Anne Frank on the BBC

When I was thirteen, I read The Diary of Ann1211181588784e Frank at school, and as soon as I’d finished it, I started again. I can still practically quote sections from it, and moreover it started me in the habit of writing a diary. I was excited to hear that the BBC were producing a five-part series based on it, in the capable hands of Deborah Moggach, and last night’s first episode did not disappoint. No fiction could be better than this true story: the trials of adolescent life are mixed in with the much more serious trials of war, and of being Jewish in Nazi-occupied Amsterdam. Anne Frank’s enthusiasm for life, not even repressed by the banalities of life in the Secret Annexe, is very well-played by Ellie Kendrick, who even looks spookily like Anne. Her ups and downs, which Anne’s diary records as a dual nature – vivacious on the outside and serious and thoughtful on the inside – is portrayed perfectly.
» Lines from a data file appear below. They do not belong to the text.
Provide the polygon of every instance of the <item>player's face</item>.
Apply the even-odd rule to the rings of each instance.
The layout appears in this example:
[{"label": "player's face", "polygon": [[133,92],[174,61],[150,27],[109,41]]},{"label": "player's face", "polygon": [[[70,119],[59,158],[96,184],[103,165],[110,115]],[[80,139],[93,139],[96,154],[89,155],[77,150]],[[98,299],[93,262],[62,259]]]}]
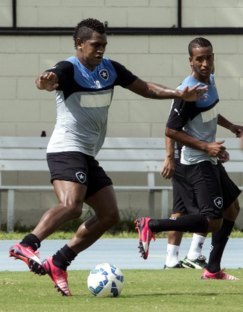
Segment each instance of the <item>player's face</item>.
[{"label": "player's face", "polygon": [[93,71],[101,62],[106,45],[106,35],[94,31],[91,39],[81,42],[78,58],[85,67]]},{"label": "player's face", "polygon": [[208,83],[214,69],[214,55],[210,46],[194,48],[190,58],[192,76],[199,81]]}]

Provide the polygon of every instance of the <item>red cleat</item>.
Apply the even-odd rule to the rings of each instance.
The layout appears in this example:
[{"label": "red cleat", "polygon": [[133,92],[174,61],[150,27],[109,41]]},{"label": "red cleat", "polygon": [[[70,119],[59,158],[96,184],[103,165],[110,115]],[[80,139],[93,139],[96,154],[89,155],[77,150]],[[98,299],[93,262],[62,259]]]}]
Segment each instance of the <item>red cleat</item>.
[{"label": "red cleat", "polygon": [[156,239],[149,227],[148,223],[150,221],[150,218],[141,217],[135,220],[135,229],[138,231],[139,234],[139,246],[141,252],[141,257],[146,260],[149,256],[149,248],[151,240],[153,239],[155,241]]},{"label": "red cleat", "polygon": [[52,260],[52,257],[49,257],[44,260],[42,266],[45,268],[47,273],[52,279],[58,291],[60,291],[63,296],[71,296],[71,292],[68,288],[67,272],[54,266]]}]

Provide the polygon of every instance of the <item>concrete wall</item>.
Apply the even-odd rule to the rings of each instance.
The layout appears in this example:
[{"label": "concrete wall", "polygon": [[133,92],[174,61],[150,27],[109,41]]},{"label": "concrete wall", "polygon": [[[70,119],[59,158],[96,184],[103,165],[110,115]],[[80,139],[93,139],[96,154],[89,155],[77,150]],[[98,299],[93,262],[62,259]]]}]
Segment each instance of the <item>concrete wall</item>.
[{"label": "concrete wall", "polygon": [[[183,27],[242,27],[243,0],[183,1]],[[0,27],[12,26],[10,0],[0,3]],[[21,0],[17,1],[19,27],[73,27],[81,19],[97,18],[110,27],[173,27],[177,23],[176,0]],[[140,78],[176,87],[190,74],[187,44],[196,35],[110,35],[106,56],[120,62]],[[220,113],[243,125],[243,35],[205,35],[215,53],[216,83]],[[72,36],[0,36],[0,133],[1,136],[51,135],[56,119],[54,94],[36,89],[35,79],[59,60],[74,55]],[[117,87],[109,114],[108,136],[164,135],[171,101],[142,98]],[[233,137],[219,128],[218,137]],[[129,178],[146,183],[144,176],[112,175],[115,184]],[[243,185],[241,174],[232,175]],[[160,178],[157,183],[170,185]],[[48,173],[11,173],[3,175],[4,184],[49,182]],[[117,193],[119,207],[147,214],[147,194]],[[242,206],[242,196],[241,205]],[[51,193],[18,193],[16,221],[35,224],[43,211],[56,205]],[[2,220],[6,218],[6,194],[1,196]],[[156,214],[160,216],[160,196]],[[126,212],[126,211],[125,211]],[[240,221],[241,223],[241,221]],[[243,225],[243,221],[242,221]],[[243,225],[242,225],[243,227]]]}]

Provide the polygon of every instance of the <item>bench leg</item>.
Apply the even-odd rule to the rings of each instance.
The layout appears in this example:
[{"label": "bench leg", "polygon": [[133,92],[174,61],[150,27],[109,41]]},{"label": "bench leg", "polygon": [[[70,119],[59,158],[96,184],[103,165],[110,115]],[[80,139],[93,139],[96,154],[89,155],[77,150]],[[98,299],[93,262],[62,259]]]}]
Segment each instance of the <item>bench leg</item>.
[{"label": "bench leg", "polygon": [[154,218],[154,191],[149,191],[149,217]]},{"label": "bench leg", "polygon": [[8,216],[7,232],[10,233],[15,229],[15,191],[8,191]]},{"label": "bench leg", "polygon": [[161,218],[169,217],[169,190],[162,189],[161,192]]}]

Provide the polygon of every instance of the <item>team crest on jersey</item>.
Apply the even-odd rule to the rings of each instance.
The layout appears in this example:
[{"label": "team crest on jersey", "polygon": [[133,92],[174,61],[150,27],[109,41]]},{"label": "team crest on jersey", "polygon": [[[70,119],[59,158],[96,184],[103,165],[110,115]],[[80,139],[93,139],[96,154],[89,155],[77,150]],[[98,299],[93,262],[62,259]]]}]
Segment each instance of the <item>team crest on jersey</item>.
[{"label": "team crest on jersey", "polygon": [[109,78],[109,73],[107,69],[101,69],[99,71],[99,76],[101,77],[102,79],[104,80],[108,80]]},{"label": "team crest on jersey", "polygon": [[215,199],[214,202],[215,206],[220,209],[223,207],[223,198],[221,197],[217,197]]},{"label": "team crest on jersey", "polygon": [[86,175],[83,172],[79,171],[76,173],[76,177],[81,183],[84,183],[86,181]]}]

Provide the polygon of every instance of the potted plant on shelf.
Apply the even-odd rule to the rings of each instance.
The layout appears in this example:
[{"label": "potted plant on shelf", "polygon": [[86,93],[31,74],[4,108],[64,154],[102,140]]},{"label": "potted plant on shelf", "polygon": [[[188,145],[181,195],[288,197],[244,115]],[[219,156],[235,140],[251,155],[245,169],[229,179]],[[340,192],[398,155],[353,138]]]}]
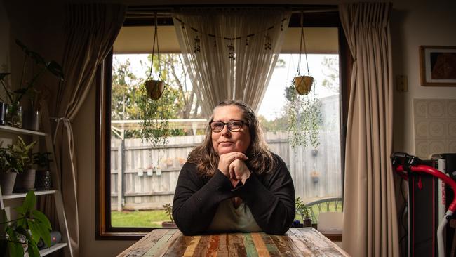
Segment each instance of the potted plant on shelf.
[{"label": "potted plant on shelf", "polygon": [[31,167],[30,151],[36,144],[36,141],[33,141],[27,145],[18,136],[16,141],[8,145],[12,157],[11,169],[18,173],[14,185],[16,191],[25,192],[34,187],[36,170]]},{"label": "potted plant on shelf", "polygon": [[301,216],[304,227],[311,227],[312,225],[312,218],[310,216],[310,212],[311,210],[310,210],[309,207],[305,205],[300,197],[296,198],[295,204],[296,211]]},{"label": "potted plant on shelf", "polygon": [[36,197],[33,190],[27,193],[21,206],[15,208],[18,218],[9,220],[1,211],[0,256],[24,256],[25,248],[30,257],[40,256],[37,244],[40,239],[51,245],[51,223],[42,212],[35,209]]},{"label": "potted plant on shelf", "polygon": [[[36,80],[45,72],[52,74],[60,80],[63,80],[63,70],[58,63],[53,60],[46,61],[38,53],[31,51],[19,40],[16,40],[16,44],[21,48],[25,54],[20,80],[16,86],[13,86],[8,83],[7,79],[11,73],[0,73],[0,84],[7,96],[6,99],[0,98],[0,100],[8,104],[7,124],[22,128],[22,107],[20,104],[24,95],[32,93],[33,90],[36,89],[34,87],[36,86]],[[32,66],[28,65],[29,60],[33,62]],[[27,73],[27,70],[31,71],[30,73]]]},{"label": "potted plant on shelf", "polygon": [[33,164],[36,166],[35,187],[39,190],[51,189],[51,152],[39,152],[32,154]]},{"label": "potted plant on shelf", "polygon": [[0,148],[0,186],[2,195],[11,195],[13,192],[18,175],[17,172],[11,170],[11,159],[8,148]]},{"label": "potted plant on shelf", "polygon": [[161,223],[163,228],[177,228],[176,223],[174,223],[173,218],[173,206],[170,204],[163,204],[163,207],[165,209],[165,213],[168,215],[171,221],[163,221]]}]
That this journey of self-discovery in hiding leads not to the brilliant career she dreams of, but to death in Belsen, is only one of the tragedies of the narrative.
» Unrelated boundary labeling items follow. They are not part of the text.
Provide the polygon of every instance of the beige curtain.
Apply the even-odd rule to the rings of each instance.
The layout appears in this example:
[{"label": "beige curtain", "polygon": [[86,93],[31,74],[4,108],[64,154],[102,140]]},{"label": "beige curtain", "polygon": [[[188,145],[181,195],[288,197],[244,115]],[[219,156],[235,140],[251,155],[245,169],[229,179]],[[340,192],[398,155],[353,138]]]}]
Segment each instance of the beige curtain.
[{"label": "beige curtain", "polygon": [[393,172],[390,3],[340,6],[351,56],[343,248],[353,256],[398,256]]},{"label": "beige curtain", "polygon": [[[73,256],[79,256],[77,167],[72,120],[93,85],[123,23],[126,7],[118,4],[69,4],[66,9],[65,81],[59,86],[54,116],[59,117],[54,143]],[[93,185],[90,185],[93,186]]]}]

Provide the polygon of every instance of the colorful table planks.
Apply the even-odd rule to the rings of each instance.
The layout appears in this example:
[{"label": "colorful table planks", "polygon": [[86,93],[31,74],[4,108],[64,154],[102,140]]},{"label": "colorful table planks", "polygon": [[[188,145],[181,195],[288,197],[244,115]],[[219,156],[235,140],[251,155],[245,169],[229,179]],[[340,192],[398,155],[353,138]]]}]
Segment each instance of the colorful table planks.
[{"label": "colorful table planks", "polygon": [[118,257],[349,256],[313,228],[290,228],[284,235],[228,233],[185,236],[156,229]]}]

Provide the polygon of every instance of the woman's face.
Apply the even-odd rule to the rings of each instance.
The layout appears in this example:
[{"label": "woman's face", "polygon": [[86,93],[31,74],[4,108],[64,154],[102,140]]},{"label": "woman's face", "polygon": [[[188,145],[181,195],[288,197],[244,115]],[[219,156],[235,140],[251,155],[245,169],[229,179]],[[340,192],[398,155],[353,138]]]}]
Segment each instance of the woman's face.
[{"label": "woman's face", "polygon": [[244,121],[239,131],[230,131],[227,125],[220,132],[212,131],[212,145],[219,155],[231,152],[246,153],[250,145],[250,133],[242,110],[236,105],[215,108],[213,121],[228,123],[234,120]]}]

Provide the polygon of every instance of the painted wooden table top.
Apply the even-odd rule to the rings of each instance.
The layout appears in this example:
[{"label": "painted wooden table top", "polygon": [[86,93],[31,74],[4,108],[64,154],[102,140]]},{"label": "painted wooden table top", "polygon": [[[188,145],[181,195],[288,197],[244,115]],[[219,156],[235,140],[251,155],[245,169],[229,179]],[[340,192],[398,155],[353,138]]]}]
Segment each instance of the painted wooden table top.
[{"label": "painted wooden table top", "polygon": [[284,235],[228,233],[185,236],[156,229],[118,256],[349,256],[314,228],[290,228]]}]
Anne’s mother, Edith, played by Tamsin Greig, is one of the triumphs of this programme; Anne’s diary is often unsympathetic to her mother, as teenagers often are, but Moggach permits us to see her as a woman on the verge of a breakdown, angry at what was happening in the world and fearful for her family. That the tale of people in hiding, who could never go outside, has managed to capture the imagination of so many readers over the last fifty years is a tribute to the career Anne might have had; it is personality, as much as if not more than war, which makes it compelling, and this series seems to depict that brilliantly.  I hope this production will introduce more thirteen-year-olds to the book as well.